How Doomed Is the U.S. Postal Service?
Those who enjoy slow-motion disasters have spent years watching the travails of the gallant United States Postal Service, which is kind of like FedEx if it was run by the Three Stooges. Just how existentially challenged is our nation's mail service?
The LA Times has an overview of the USPS's grim situation today. First, the bad news:
The Postal Service lost $1.9 billion between January and March, and $15.9 billion last year. The 238-year-old institution loses $25 million each day, and has reached its borrowing limit with the federal Treasury. Daily mail delivery could be threatened within a year, officials say.
That's pretty bad! That's very bad. That's extremely bad. Negative $16 billion dollars per year is not the kind of "alpha" performance that professional managers generally seek out. The other bad news: every time the USPS tries to actually fix something to stop losing so much money, like by ending Saturday mail delivery, Congress, which is composed of petulant stamp collectors who cannot do arithmetic, stops them. So it seems quite likely that our elected representatives will steer the USPS directly into the mouth of a volcano and let it start burning before any useful reforms come about.

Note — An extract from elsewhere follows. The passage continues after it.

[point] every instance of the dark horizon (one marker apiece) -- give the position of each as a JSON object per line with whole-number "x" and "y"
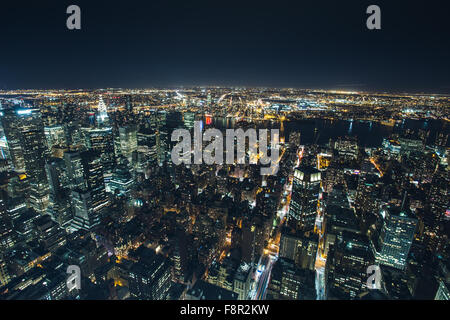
{"x": 172, "y": 44}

But there is somewhat good news as well! A significant part of the postal service's debt is due to the passage of a 2006 law that required it to "start pre-funding the health benefits of future retirees 50 years in advance," to the tune of more than $5 billion per year. Changing this funding mandate could go a long way to making the USPS far more financially sound.
Along with ending Saturday delivery, ending curbside delivery, closing all the fucking post offices in places like, I don't know, "Elmont, North Dakota," which are used only to deliver hardtack to moose trackers, raising the price of stamps by several dollars, and replacing mailmen with robots (that steal wallets).